# Zulip Chat Archive

## Stream: new members

### Topic: Some questions about working with sets

#### Golol (Oct 19 2020 at 12:40):

I want to define a family of functions `f : I -> \a -> \b`

.

The first question is if it is best to choose `I : Type u`

, or `I : set \g`

, where `g : Type u`

?

What determines if I shoud work with sets and subsets, or types and subtypes?

Now let's say I want to restrict to a smaller set of indices. This means that if `f : I -> \b`

, with `I \sub J`

, then I should be able to create a restriction of f to J.

I have found set.restrict which restricts a function defined on a type to a function defined on a subset of the type, but how can I even define a function on something which is not of type Type u.

Is there a ressource which explains how sets and subsets work and interact?

#### Mario Carneiro (Oct 19 2020 at 12:48):

You should prefer `I : Type u`

#### Mario Carneiro (Oct 19 2020 at 12:48):

or possibly `I : Sort u`

if possible

#### Mario Carneiro (Oct 19 2020 at 12:49):

Instead of doing restrictions, you should pre-compose with an injection `I -> J`

#### Mario Carneiro (Oct 19 2020 at 12:49):

these are more generally applicable

#### Yury G. Kudryashov (Oct 19 2020 at 12:51):

Each function in Lean knows its domain: `f : α → β`

has domain `α`

. If you want to restrict it to a subset of the domain, then you either introduce `s : set α`

and use docs#set.restrict, or as @Mario Carneiro suggests pre-compose it with an injection `g : γ → α`

. For the injection, you can either use a bundled docs#function.embedding, or `(g : γ → α) (hg : injective g)`

.

#### Yury G. Kudryashov (Oct 19 2020 at 12:52):

Which approach works best for you depends on what exactly do you want to say in Lean.

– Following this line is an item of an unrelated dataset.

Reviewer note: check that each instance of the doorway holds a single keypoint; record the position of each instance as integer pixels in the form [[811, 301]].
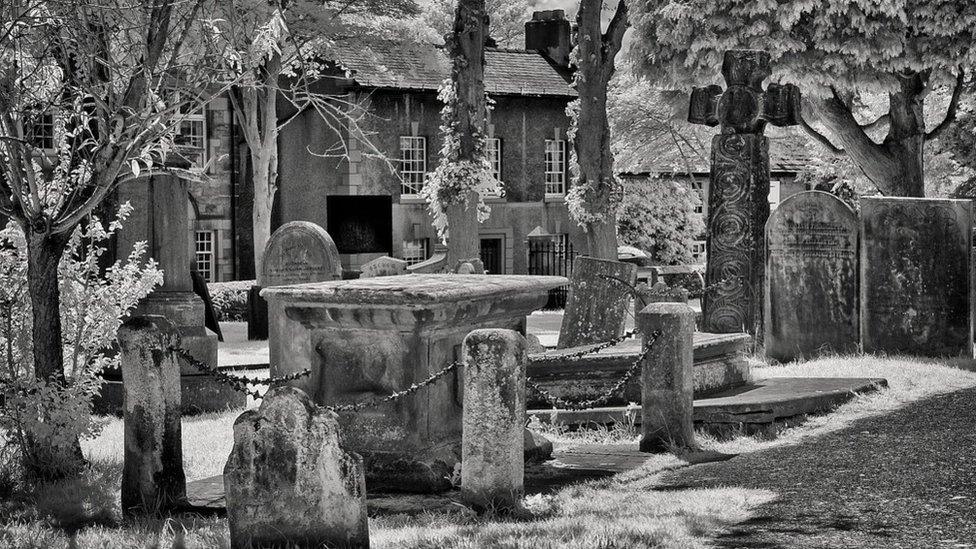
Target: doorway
[[492, 254]]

#### Mario Carneiro (Oct 19 2020 at 12:52):

Generally speaking you will eventually want both forms, but it's easier to get the subset version as a consequence of the type version than the other way around, and the type version also has fewer moving parts so is generally easier to prove too

#### Yury G. Kudryashov (Oct 19 2020 at 12:55):

See also https://leanprover-community.github.io/mathematics_in_lean/sets_functions_and_relations.html

#### Golol (Oct 19 2020 at 13:00):

I think I will go with an injection for now. But this gave me some strange questions about sets.

For example

```
constant D : set δ
constant b : D
```

The type of b is uparrow D, so as I understand there is a coercion happening. But in this case could I assume b : δ?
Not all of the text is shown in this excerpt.